For the record, I first went to the Chicago Tribune Web site and searched for “Ann Marie Lipinski” to find her contact information.

This is the screen that came up.
http://farm4.static.flickr.com/3240/2598957408_cc1542411e.jpg?v=0

Is the site suggesting I have a better chance of contacting her through the site’s advertisers like PeopleFinders.com?

Arggh. I did find a phone tree online and the closest I could get to her was a letter to the editor form and the e-mail address of the public editor. So I fired off an interview request to both.

Here’s hoping she’ll agree to a proper Q&A. I do respect her skills and remember her being a journalist long before she became a Tribune vice-president. A Pulitzer-Prize wining reporter, in fact.

Odd that I could not find a copy of her memo on the paper’s Web site - only a link to the AP report that mentions her memo pen action. I gave up looking and headed over to Romenesko to find a leaked copy of her battle plan.

The paper’s Public editor Timothy J. McNulty makes no mention of the Lipinski memo in his 20 June Friday article on soliciting reader ideas for a redesigned, yet far smaller, Tribune.

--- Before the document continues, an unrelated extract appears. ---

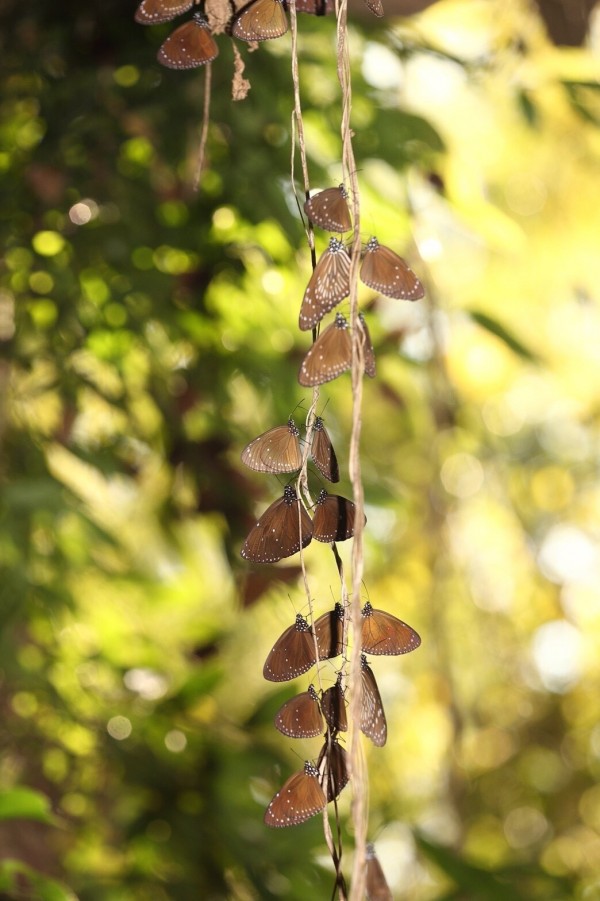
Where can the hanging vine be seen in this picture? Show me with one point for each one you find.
(352, 629)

Yet clearly, he too, is acting on orders from on high.

It was actually in Dave Roeder’s Sun-Times.com article where I learned more about the task Lipinski has been handed. I learned of Dave’s article because of a Google alert I set up to notify me when Ann Marie Lipinski’s name appears in a news story. A name worth watching as she forms fast-action committees to redesign the paper in three months time.

Roeder writes:

The memo from Chicago Tribune editor Ann Marie Lipinski discussed the coming changes in a staff memo Thursday but didn’t say how many newsroom jobs will be cut. She told the staff that internal committees will recommend staffing levels within 60 days as they also evaluate what content to keep. Editor Ann Marie Lipinski set out timetables for decisions leading to a “rethought and redesigned” Tribune promised in mid-September. Internal committees, she said, will evaluate which editorial matter to keep as the paper downsizes and, by mid-August, will recommend staffing levels.

I guess what this means is that we might soon find out what the Chicago Tribune’s ‘Zell Number’ is for pages produced per journalist - a controversial measurement developed by the company’s officers to measure productivity per paper.

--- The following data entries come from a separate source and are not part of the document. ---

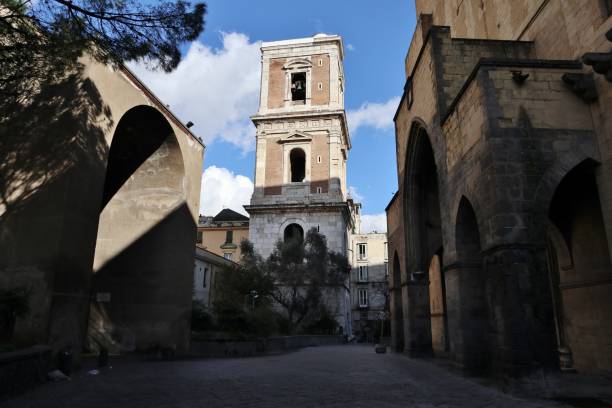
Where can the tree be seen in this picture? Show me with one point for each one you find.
(236, 309)
(42, 40)
(302, 271)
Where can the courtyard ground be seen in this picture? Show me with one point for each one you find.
(332, 376)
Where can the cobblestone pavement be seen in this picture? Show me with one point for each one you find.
(333, 376)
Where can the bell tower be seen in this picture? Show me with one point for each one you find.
(302, 148)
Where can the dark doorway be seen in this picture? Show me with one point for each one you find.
(581, 273)
(294, 232)
(298, 87)
(298, 165)
(396, 299)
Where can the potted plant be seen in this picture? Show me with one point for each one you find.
(14, 303)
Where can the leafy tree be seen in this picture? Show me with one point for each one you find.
(41, 40)
(302, 271)
(236, 309)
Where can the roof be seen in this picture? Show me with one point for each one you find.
(229, 215)
(212, 258)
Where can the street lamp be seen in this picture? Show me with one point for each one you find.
(254, 296)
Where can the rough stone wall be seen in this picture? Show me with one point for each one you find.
(214, 238)
(66, 204)
(276, 83)
(504, 147)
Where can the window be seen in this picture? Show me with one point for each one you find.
(363, 273)
(363, 297)
(608, 7)
(298, 86)
(362, 252)
(297, 157)
(294, 232)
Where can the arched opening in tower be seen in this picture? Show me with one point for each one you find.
(144, 253)
(297, 158)
(580, 266)
(293, 233)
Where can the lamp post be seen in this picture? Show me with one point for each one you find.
(253, 294)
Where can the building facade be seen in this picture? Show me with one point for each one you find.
(222, 233)
(501, 231)
(206, 267)
(301, 150)
(369, 284)
(116, 184)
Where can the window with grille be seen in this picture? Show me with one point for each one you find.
(362, 252)
(363, 297)
(363, 273)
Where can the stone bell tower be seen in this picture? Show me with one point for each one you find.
(302, 149)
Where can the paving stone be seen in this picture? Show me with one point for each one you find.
(330, 376)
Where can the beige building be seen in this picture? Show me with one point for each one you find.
(369, 284)
(501, 231)
(206, 267)
(301, 150)
(222, 233)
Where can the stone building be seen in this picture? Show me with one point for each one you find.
(369, 284)
(301, 150)
(206, 267)
(103, 181)
(501, 231)
(222, 233)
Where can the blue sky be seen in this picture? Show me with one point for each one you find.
(217, 87)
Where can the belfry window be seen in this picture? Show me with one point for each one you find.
(297, 157)
(293, 232)
(298, 86)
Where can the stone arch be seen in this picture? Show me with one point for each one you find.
(422, 232)
(466, 295)
(396, 304)
(143, 260)
(580, 272)
(297, 165)
(293, 232)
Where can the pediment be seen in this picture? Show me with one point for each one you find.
(296, 137)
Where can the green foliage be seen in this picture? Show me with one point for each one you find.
(237, 309)
(42, 40)
(15, 302)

That leads to me my first question for editor Lipinski . . . What is the Tribune’s current productivity number?

Another question I have for her . . . How much of the paper’s design playbook is being written and tested in the new Orlando Sentinel redesign? (The first Tribune paper to undergo a rapid redesign and attempt new story editing and visual editing approaches.

Looking at her committee outlines I saw a lot of familiar colleagues listed. I swear many of those same names have popped up in her other major newsroom initiatives over the past 10 years. Missing now from the list are, of course, George de Lama, James O’Shea and her publisher Scott Smith.

The STEERING Committee
Bill Parker is overseeing the project.
His committee includes Lipinski, Hanke Gratteau, Jim Warren, Randy Weissman, Joe Knowles, Jane Hirt, Linda Bergstrom, Jim Kirk, Kerry Luft, Geoff Brown, Louise Kiernan, and Eric Zorn.

Begs an obvious question or two for her doesn’t it? What is the average age of these editors? And how long have these editors been in charge of your current newspaper?

Design by committee(s)

The news and features prototypes will be produced by Joe Knowles and his team of designers under guidance from two other committees.

–Jim Kirk is leading the news group, which includes Bill Adee, Rochell Bishop, Robin Daughtridge, Cara DiPasquale, James Janega, Mike Kellams, Peter Kendall, John P. McCormick, Dan McGrath, Flynn McRoberts, Jennifer Mystkowski, Mike Tackett and Joyce Winnecke.

–Linda Bergstrom is heading the features group, which includes Tim Bannon, Geoff Brown, Torry Bruno, Wendy Donahue, Chris Jones, Scott Powers, Sheila Solomon, David Syrek, Liz Taylor and Shaila Wunderlich.

Please chime in with questions of your own and I’ll do my best to contact her and set up a video interview with her to ask, face-to-face, the best of all the questions. Bill Keller, editor of the New York Times, talked last year in Cape Town and was extremely candid with his on-mic remarks.